Leonardo da Vinci once said, “Art is Never finished, only abandoned,” but considering the many masterpieces he created in his lifetime, I have a feeling Leonardo knew a thing or two about time management. In marketing where we’re always working on multiple projects simultaneously, one simply cannot tackle one project at a time, expect to create perfection, and then move on to the next. You first have to master time management.
Not all urgent matters come with a time stamp. Sometimes you have to prioritize a list of high priorities, none of them with a deadline. Sometimes your entire workload is moved aside due to urgent matters, yet, you know all those other tasks are expected to be completed somehow. You keep lists of your projects, check them throughout the day. So what do you do? Don’t get stuck on any one item for too long. Knock those quick fixes off your list in-between larger projects. Get a project started as soon as it’s assigned, even if it means just setting up a directory and a Photoshop file with the specs and a project name. This is psychologically beneficial too. Starting a new project can be overwhelming – where do you begin? You start by just setting it up – that’s simple enough. When you return to the task it will seem easier. Also, while working on a project in bits ahead of time, it can be completed very quickly once the deadline nears.

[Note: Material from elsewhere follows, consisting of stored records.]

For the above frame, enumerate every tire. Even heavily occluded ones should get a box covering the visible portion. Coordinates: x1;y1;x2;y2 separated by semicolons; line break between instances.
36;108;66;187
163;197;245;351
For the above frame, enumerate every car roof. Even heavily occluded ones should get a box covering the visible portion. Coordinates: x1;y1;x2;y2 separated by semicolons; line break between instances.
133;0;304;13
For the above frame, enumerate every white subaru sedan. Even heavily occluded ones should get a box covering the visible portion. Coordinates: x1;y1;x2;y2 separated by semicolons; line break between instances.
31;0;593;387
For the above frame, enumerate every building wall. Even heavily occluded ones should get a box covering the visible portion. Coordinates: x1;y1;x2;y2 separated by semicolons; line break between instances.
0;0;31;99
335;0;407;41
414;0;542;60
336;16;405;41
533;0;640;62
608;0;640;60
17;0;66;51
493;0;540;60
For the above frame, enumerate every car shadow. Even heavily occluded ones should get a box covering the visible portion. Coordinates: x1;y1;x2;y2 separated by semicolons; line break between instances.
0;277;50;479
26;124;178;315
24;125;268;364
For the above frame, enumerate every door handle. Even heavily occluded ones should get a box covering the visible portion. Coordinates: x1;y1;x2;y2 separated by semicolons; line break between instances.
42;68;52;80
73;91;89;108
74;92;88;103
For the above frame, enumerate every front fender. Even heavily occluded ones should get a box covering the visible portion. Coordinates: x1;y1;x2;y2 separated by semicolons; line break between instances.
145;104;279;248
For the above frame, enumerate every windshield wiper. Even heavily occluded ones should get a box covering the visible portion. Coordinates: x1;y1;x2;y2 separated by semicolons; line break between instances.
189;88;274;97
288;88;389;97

Are you having trouble conjuring content from nothing, text and all? From the abstract description of a client or boss? “Can you make something that pops, something unique, jazz-it-up?” A creative brief can be helpful, but it’s not used in all situations, sometimes all you get is a company higher-up giving you instructions over the phone. He/She expects you to wave your magic wand and produce something based on nothing. What do you do? This is a problem many designers face. It seems like such a hard task for some clients to produce direction, offer some verbiage or examples. But do you know what’s easy for them – To critique existing work! This is where you start; you create a placeholder project and watch the comments roll in. But don’t just create a dummy project for the sake of soliciting engagement, do your best – produce something nice, text too, not Lorum Ipsum. All of a sudden you’re getting detailed input, text highlighted in red and examples rolling in. It works every time. But here’s the thing – projects that rely on client engagement take time. This is another reason why you get a project started early. The interaction cannot begin until they get something to go off of. Don’t wait for their input – give them yours. Get the ball rolling!